No country is immune to the unpredictable factors determining whether the US and global economies enter recession this year. However, India seems to have some of the strongest secular drivers of growth, which could offset this.

Tax collections are rising, which is boosting the government’s coffers. Central tax to GDP is expected to be 11.7% in 2025, up from 10% in 2020, while the average monthly goods and services tax collection has risen by 12% a year since 2018 (from Rs890 billion in 2018 to an expected Rs1.9 trillion in 2025).

It’s worth pointing out here that a coalition government is nothing to be feared. They may be relatively rare to us in the UK, and America, but elsewhere in the world – even in Western Europe (think: France, Germany and Italy) they are closer to the norm.
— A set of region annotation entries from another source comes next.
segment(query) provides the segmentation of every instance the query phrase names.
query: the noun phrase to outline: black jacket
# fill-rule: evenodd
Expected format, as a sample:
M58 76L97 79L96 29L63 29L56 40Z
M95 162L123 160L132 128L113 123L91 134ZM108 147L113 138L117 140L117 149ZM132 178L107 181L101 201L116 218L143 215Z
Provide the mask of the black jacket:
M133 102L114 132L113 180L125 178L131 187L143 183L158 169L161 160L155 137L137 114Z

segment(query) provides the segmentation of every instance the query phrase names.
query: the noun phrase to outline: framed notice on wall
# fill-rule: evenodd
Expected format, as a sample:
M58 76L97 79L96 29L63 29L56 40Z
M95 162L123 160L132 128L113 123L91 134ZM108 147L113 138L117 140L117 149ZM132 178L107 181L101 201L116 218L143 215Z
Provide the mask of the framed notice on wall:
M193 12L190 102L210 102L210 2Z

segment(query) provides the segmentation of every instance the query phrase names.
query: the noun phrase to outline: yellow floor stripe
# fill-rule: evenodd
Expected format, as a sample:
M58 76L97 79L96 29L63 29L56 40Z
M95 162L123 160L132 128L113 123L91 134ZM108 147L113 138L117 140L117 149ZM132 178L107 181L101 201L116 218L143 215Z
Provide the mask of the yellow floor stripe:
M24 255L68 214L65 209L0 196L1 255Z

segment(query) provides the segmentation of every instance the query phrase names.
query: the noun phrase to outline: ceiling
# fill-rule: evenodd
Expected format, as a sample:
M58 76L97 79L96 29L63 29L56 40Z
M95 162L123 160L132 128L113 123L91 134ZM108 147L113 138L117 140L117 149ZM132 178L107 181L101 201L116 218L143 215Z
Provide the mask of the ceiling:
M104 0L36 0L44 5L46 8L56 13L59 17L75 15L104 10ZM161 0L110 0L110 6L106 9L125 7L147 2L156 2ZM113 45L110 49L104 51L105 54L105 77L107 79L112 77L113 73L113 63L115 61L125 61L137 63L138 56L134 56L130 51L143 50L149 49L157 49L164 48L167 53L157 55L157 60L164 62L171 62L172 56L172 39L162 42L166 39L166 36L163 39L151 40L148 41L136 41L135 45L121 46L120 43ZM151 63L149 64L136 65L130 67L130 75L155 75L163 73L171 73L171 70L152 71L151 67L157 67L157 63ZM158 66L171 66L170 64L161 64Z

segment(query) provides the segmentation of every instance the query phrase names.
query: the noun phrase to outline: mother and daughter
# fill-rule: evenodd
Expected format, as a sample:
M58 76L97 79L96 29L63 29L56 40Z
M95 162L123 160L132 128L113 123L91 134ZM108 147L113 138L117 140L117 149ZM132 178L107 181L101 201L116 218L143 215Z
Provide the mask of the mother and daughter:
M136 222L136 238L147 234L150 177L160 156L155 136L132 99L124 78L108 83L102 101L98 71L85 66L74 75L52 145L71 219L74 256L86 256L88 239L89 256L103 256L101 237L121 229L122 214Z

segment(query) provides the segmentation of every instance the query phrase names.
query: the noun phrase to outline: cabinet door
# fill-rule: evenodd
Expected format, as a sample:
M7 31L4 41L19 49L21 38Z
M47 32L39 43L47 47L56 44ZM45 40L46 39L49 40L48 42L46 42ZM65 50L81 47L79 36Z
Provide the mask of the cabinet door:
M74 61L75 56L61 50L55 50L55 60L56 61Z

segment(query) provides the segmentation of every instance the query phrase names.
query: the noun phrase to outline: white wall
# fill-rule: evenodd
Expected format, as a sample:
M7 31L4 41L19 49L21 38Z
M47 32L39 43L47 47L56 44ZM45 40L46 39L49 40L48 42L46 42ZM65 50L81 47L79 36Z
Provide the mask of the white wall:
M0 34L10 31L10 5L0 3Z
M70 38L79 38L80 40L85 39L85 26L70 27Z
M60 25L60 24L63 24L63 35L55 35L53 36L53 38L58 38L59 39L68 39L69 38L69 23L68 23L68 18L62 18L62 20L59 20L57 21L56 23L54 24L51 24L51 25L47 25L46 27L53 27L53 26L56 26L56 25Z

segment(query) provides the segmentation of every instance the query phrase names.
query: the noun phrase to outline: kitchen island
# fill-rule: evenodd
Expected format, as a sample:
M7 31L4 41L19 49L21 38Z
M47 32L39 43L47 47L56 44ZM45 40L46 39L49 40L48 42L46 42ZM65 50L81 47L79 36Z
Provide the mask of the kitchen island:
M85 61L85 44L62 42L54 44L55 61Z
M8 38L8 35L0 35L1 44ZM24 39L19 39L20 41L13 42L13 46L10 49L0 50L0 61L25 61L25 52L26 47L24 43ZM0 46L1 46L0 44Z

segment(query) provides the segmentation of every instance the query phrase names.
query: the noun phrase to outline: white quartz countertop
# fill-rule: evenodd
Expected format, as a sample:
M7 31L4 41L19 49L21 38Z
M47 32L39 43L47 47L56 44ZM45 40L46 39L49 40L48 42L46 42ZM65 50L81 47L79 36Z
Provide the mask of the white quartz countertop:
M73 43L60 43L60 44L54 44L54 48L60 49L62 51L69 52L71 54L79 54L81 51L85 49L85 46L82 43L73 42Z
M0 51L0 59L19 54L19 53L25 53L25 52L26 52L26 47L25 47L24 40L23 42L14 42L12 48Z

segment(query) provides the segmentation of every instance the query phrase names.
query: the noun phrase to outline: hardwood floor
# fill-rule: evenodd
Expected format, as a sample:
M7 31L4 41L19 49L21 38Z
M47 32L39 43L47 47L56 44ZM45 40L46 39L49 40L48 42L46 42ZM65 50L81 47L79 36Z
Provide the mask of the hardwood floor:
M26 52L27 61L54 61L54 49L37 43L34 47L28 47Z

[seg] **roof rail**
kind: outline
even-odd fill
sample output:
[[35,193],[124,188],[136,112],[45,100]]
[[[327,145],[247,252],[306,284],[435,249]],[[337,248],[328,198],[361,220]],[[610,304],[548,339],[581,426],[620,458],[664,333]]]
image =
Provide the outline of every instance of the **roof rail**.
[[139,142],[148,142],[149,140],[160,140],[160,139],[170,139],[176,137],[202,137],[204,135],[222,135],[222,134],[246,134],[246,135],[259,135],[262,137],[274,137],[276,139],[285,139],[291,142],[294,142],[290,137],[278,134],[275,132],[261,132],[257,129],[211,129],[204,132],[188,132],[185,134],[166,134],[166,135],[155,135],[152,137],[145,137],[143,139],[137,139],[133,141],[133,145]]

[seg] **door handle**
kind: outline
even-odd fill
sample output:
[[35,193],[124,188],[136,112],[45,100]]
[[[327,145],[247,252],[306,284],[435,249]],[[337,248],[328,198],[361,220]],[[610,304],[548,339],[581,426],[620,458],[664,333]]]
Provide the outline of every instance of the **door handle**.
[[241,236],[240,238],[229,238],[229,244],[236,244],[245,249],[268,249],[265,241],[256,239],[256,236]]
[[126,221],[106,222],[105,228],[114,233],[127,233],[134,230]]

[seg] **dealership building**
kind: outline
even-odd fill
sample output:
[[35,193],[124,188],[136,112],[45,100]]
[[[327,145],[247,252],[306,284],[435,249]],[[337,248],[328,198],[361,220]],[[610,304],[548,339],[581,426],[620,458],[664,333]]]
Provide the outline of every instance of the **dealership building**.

Indeed, India was governed by coalition governments from 1989 until Modi was first elected in 2014. Only two of the seven elections that gave way to those coalition governments saw negative returns for the Sensex in the next 12 months.

Crucially, the BJP won more seats this year than any of the other partners in previous coalition governments had won, so that’s a solid grounding for their mandate.

In any case, the surprise result will change little for investors in India.

GDP and corporate profits are showing healthy growth, one of the reasons India might be reckoned to be one of the standout growth opportunities in world equity markets. The Sensex is pushing all-time highs once more and, while the valuation of the market is slightly above the 25-year average, it’s in line with the average for the period since Modi’s reform programme began.

As the managers of Ashoka India Equity (AIE) point out, macroeconomic machinations are risks to be mitigated as opposed to sources of alpha to be extracted.

The team’s (rather sensible) view is that the well-known macro unknowns hardly influence future returns from equity markets, if at all, and the unknown unknowns cannot be forecasted and the market implications of these events are unpredictable even if one had the crystal ball to foresee them.

Instead, AIE remains steadfastly focused on stockpicking, rather than timing the market or running a factor-skewed portfolio.

Its well-resourced team of 29 analysts are each assigned to specific sectors and asked to generate alpha within those sectors and are incentivised to do this by having their compensation linked to their contribution to portfolio returns.

The investment advisor White Oak, meanwhile, only receives a management fee it if outperforms the index over three years.

This all incentivises the continual generation of alpha rather than resting on past successes and are all factors that have driven AIE to be the standout performer in the AIC India sector.

AIE’s net asset value (NAV) total return over five years of 172% is well ahead of its closest competitor at 114.5%, its benchmark MSCI India’s 98.3% and the weighted sector average of 94% (all statistics to 29 July 2024).

A balanced portfolio and no single style skew should help AIE generate alpha through each stage of the cycle and capture the full extent of India’s continued emergence as an economic powerhouse.